A cosmologia gnóstica emanacionista, entretanto, não é o nosso foco, mas sim a consubstancialidade do Primeiro Homem, Adão, Sofia e Cristo. Parece que aqui temos algo que Henry Corbin reconheceu novamente no gnosticismo ismaelita dentro do Islã e que reapareceu novamente na teosofia cristã dos séculos XVII e XVIII na Europa: o reconhecimento de Adão, Sofia e Cristo em termos angelicais. Em todas essas tradições, os princípios e as interpretações metafísicas e cosmológicas têm precedência sobre as figuras históricas, pois o que importa na vida espiritual de um indivíduo está precisamente nesse espectro interior e visionário, e certamente não no nível do historicismo ou do fundamentalismo.

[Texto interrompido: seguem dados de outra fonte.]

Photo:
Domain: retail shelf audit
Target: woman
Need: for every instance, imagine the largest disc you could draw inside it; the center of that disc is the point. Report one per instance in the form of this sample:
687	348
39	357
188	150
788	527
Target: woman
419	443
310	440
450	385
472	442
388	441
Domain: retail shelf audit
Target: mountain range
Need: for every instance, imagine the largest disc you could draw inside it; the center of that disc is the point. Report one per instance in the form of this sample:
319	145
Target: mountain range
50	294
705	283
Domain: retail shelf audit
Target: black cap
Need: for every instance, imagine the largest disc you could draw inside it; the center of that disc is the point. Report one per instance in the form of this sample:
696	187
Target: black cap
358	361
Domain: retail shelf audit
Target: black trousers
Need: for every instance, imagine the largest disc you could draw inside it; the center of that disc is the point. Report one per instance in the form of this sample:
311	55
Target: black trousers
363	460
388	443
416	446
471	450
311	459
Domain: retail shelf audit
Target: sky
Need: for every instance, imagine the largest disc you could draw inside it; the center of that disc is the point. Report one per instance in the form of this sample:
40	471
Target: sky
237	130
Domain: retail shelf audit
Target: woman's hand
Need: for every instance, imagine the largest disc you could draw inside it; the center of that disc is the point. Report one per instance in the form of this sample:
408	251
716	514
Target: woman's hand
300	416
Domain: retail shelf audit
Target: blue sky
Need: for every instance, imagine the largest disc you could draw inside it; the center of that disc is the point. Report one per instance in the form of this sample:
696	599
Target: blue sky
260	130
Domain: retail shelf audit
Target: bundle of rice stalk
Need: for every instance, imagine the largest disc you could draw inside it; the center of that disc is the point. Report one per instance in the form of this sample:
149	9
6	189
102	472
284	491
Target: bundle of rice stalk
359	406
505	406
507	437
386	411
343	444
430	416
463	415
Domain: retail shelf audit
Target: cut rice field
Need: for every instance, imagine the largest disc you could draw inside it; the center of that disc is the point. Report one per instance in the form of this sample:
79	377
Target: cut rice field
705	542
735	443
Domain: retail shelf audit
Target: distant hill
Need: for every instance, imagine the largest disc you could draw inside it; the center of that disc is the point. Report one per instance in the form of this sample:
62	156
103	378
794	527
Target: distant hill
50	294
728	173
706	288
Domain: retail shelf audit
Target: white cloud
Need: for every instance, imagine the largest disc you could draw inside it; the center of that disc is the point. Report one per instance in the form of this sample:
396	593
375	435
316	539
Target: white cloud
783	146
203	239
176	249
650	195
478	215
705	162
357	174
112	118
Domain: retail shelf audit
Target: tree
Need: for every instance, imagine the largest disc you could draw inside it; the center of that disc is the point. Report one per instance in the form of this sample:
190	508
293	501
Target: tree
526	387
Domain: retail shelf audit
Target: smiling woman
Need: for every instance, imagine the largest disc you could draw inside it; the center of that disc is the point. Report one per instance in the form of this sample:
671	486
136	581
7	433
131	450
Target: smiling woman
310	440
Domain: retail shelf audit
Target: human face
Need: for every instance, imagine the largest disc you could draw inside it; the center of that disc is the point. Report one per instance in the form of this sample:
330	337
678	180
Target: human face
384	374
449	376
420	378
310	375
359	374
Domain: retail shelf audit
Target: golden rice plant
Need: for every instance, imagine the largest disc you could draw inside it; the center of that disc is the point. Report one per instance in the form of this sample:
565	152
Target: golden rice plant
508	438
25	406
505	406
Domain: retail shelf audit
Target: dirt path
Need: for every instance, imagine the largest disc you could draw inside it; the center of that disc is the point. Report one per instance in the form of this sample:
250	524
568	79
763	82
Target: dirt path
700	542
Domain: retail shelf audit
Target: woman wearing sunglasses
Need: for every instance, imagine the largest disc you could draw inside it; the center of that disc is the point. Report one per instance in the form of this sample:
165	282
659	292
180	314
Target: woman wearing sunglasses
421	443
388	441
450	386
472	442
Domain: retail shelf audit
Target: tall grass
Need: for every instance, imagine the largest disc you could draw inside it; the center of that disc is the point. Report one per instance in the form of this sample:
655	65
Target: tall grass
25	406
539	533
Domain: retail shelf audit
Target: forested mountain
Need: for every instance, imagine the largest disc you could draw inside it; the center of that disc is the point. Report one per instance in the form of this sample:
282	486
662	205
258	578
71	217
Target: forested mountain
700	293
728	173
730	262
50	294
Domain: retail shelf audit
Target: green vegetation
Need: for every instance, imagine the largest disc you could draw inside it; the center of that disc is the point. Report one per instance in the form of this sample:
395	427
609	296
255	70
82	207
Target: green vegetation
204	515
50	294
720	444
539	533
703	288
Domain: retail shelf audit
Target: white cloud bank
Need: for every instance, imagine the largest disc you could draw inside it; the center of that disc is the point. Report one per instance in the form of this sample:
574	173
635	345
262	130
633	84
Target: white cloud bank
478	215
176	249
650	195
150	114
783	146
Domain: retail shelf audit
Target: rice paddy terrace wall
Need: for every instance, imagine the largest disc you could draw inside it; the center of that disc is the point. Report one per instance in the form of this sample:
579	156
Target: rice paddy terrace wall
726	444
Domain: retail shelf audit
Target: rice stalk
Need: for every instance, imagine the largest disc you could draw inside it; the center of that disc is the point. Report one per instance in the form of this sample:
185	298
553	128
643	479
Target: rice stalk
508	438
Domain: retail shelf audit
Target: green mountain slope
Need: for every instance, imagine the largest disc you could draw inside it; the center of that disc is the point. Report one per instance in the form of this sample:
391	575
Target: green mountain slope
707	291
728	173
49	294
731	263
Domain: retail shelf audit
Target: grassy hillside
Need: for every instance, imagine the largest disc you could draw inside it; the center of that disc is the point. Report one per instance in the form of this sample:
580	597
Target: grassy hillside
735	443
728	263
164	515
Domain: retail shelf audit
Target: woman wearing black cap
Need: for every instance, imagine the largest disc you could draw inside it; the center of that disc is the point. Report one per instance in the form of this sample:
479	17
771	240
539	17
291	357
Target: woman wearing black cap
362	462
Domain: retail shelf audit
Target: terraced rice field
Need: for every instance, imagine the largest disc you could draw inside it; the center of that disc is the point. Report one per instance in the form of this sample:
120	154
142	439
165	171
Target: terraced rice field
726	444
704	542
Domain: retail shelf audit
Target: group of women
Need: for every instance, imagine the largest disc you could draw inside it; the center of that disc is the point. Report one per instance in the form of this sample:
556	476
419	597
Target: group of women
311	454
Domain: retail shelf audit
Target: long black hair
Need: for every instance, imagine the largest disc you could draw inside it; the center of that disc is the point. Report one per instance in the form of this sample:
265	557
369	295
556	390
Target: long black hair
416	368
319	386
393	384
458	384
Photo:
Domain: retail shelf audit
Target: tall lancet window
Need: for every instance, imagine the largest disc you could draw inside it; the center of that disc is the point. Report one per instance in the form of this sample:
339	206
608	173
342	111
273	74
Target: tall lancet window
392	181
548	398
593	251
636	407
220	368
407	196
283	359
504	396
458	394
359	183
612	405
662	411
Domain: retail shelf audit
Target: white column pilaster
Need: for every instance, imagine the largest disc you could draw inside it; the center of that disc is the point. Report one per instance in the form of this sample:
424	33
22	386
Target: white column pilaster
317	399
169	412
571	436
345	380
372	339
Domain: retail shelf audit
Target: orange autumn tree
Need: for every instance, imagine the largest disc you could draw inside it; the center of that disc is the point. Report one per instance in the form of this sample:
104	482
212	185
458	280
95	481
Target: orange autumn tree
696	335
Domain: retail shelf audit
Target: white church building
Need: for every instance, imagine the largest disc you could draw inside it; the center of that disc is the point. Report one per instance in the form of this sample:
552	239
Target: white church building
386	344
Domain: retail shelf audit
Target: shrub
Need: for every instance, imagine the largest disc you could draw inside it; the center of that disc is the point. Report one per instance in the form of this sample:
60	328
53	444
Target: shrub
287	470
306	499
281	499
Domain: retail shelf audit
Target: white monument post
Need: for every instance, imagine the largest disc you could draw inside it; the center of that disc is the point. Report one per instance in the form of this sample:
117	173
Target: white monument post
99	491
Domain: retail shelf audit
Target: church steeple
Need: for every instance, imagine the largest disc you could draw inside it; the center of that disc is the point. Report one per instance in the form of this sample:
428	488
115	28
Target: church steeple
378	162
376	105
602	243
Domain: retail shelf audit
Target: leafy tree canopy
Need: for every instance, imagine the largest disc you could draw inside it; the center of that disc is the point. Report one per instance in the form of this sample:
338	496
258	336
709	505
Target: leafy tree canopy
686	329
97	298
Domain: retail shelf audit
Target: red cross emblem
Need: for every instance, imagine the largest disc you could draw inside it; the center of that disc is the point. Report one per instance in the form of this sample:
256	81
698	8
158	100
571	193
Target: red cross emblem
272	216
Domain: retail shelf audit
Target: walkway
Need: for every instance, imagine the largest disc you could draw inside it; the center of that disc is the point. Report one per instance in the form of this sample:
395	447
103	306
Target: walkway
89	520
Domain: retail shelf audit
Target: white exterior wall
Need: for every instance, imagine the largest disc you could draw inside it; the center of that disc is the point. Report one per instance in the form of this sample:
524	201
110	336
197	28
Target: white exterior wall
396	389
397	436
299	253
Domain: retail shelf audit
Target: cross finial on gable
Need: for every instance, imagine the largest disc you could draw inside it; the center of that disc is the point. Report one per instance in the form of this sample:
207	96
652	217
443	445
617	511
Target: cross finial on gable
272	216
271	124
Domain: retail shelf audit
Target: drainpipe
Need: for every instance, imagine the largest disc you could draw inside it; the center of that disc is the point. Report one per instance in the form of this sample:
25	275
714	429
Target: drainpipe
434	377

Uma descrição semelhante pode ser encontrada nos escritos de Jacob Böhme, que, como o(s) autor(es) de “Eugnostos” e “Sophia” (tratados gnóstico), mais de doze séculos depois descreveu o que existe antes da Criação:
E aqui damos ao leitor (que ama a Deus) a oportunidade de entender claramente, nas grandes profundezas, o que é o Elemento puro, no qual nosso Corpo (antes da Queda de Adão) se encontrava, e na nova Regeneração agora também se encontra. É a corporeidade celestial, que não é apenas e meramente um espírito, na qual habita a clara Deidade; não é a própria Deidade pura, mas (é) gerada a partir das Essências do Santo Pai (como Ele continua e eternamente entra pelo portão eterno, na Mente eterna em Si mesmo.1
Esse “Elemento puro”, escreve Böhme, é barmherzigkeit, ou “cordialidade”; é a misericórdia que envolve Deus. Böhme continua:
E a Virgem da Sabedoria de Deus é o espírito do elemento puro e, portanto, é chamada de Virgem, porque é tão casta e não gera nada; no entanto, assim como o espírito flamejante no corpo do homem não gera nada, mas abre todos os segredos… assim também aqui; a Sabedoria (ou a Virgem eterna) de Deus abre todas as grandes maravilhas no elemento sagrado, pois aí estão as essências, nas quais os frutos do Paraíso brotam.
Sophia é, ao mesmo tempo, a Virgem e a Virgem Maria — na teologia ortodoxa oriental, a theotokos, ou portadora de Deus; ela é a chave para a regeneração humana.2. Assim como Adão caiu por meio de Eva, a humanidade é regenerada por meio da Virgem, de Sofia e do coração caloroso da graça. Como Gillaume Postel escreveu, a nova Eva (a Virgem) deve ser da substância de Cristo, já que a antiga Eva veio do antigo Adão, “ut esset in figura necessario verificanda”3.